The study, “IL-16 expression is increased in the skin and sera of patients with systemic sclerosis,” was published in the journal Rheumatology.
IL-6 is a cytokine — an immune system signaling molecule — that has been shown to promote inflammation. Evidence suggests that the levels of IL-6 are increased in people with SSc.
Now, researchers at Japan’s Kumamoto University examined the levels of IL-6 in lesions obtained from 10 SSc patients (four with diffuse cutaneous SSc and six with limited cutaneous SSc), and in blood samples of 57 patients (26 with diffuse and 31 with limited cutaneous SSc. They then evaluated how the levels of IL-6 correlated with clinical symptoms.
Researchers used blood samples from healthy age- and sex-matched volunteers as controls.
Results showed that the levels of lymphocytes, key cells of the immune system, positive for IL-6 were more abundant in skin tissues of patients with SSc. The number of IL-6 positive lymphocytes when taking into account all lymphocytes was significantly higher in skin lesions of patients with diffuse cutaneous SSc (43.9%) than in those with limited cutaneous SSc (29.1%).
Researchers then measured the levels of IL-6 in blood samples of 57 SSc patients, and compared them with those of controls. In SSc patients, the levels of IL-6 were significantly higher (297.0 pg/ml) than controls (194.9 pg/ml).

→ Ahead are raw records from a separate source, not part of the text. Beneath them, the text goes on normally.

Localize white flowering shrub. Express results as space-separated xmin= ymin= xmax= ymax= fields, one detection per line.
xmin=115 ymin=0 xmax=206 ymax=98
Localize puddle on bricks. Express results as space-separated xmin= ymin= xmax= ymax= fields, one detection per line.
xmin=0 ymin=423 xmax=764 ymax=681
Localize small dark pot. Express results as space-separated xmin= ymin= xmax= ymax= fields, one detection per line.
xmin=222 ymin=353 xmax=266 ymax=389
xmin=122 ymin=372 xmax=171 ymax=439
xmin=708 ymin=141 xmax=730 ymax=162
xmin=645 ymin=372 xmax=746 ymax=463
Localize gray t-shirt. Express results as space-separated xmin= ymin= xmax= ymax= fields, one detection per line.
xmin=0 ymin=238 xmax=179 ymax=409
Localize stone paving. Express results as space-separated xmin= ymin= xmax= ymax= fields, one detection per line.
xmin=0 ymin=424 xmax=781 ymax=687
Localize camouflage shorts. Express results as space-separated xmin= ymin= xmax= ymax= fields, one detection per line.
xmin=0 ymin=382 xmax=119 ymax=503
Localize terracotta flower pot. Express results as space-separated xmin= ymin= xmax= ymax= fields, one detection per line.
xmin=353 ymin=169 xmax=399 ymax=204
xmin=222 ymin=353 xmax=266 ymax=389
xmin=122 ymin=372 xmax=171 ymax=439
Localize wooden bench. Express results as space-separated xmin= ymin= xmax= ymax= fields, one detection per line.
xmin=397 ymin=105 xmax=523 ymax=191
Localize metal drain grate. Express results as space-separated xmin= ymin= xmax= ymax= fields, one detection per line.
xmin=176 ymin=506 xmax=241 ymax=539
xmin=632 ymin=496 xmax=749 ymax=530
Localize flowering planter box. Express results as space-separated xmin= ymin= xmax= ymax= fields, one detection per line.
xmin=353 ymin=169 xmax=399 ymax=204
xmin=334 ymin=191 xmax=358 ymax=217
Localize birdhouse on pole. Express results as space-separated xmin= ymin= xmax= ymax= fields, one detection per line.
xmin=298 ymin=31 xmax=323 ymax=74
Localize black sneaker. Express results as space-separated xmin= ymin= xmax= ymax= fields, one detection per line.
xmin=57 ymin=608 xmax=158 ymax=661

Moreover, increased IL-16 levels in the blood of SSc patients correlated with a diagnosis of diffuse cutaneous SSc, and with more severe skin thickening using the modified Rodnan skin score (mRSS). Additionally, higher Il-6 also correlated with other skin signs, including redness (erythema) and pigmentation.
Overall, “these results of the correlation between the increased IL-16 levels and the severe skin symptoms suggest that IL-16 could play a key role in skin fibrosis. Moreover, the result that the overexpression of IL-16 was identified not only in the skin, but also in the serum, could indicate the systemic activation of IL-16 in patients with SSc,” the researchers said.
Further research with larger samples is warranted; nonetheless, based on the results, the team suggested that “IL-16 could be useful as a biomarker for the diagnosis of SSc,” and that reducing the levels of IL-6 “may be effective for the treatment of SSc in the future.”